L’Idylle vénitienne/Amori et Dolori
AMORI ET DOLORI
Du haut du clocher de Saint-Marc, la foule, sur la Piazza, ressemble à l’ombre d’un nuage qui passe.
Le cri des bateaux à vapeur n’arrive plus jusqu’à nous.
Rien ne gêne tes yeux, à présent, ni ne harcèle tes oreilles…
Accoude-toi à la balustrade ; mets ton front dans ta main…

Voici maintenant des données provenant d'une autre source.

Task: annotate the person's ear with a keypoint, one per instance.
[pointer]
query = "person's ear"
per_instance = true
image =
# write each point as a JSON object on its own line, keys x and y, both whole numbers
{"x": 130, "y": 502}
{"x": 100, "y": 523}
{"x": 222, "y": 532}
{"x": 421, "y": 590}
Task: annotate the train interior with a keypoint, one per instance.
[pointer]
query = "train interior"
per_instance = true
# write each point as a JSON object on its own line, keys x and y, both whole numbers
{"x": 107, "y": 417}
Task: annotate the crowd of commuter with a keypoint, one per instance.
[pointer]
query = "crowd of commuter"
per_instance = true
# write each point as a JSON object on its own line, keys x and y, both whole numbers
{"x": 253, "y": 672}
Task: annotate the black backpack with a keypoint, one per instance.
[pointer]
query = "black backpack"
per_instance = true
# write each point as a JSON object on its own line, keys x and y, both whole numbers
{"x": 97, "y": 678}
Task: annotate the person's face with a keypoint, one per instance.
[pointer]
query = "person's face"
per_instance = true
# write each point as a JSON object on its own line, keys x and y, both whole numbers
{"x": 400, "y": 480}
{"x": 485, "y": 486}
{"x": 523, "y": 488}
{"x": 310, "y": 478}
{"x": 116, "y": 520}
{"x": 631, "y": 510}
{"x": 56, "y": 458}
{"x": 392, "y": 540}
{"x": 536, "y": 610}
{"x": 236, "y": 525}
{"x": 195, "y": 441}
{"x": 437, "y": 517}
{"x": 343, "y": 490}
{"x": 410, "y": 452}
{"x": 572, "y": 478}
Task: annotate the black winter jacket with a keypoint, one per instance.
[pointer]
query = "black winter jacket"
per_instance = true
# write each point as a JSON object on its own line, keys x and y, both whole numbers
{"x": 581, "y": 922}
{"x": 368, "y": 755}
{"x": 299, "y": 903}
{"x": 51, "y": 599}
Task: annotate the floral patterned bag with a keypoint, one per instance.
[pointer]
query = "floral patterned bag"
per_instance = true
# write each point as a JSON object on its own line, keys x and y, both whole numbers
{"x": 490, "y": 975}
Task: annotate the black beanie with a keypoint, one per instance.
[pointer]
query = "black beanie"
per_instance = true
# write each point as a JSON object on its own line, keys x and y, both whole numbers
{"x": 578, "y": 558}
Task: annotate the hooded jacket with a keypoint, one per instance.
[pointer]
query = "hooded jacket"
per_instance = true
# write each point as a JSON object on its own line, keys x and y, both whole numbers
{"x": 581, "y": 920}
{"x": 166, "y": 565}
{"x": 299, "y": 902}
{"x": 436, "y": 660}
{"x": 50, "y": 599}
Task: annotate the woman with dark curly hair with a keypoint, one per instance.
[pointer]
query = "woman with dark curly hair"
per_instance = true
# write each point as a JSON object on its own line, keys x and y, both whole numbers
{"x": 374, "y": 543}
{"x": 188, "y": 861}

D’ici, l’on voit les morts renaître !
Regarde !
Wagner revient du Lido, en gondole, sa tête lourde sur les genoux de Cosima… Musset, au café Florian, mêle des pleurs à son sorbetto… Pâle et tragique, Byron, en spencer gris, quitte le palais Mocenigo et vogue vers quelque rendez-vous… Oubliant Charlotte de Stein, Gœthe, sur le Rialto, sourit à Bettina qu’il croise… Aux Zattere, Bernis et Casanova escaladent le mur d’un couvent… Jean-Jacques, dans l’enclos de San-Biagio, cueille, le long des buis taillés, un bouquet de pervenches pour le corsage d’Anzoletta… Desdémone sanglote à son balcon…
Venise, cité des baisers et des larmes, Venise, — petits morceaux de jardins, petites îles d’albâtre, éparpillés au pied du campanile, — vous êtes, Venise, une lettre d’amour déchirée qui flotte sur un coin de mer bleue !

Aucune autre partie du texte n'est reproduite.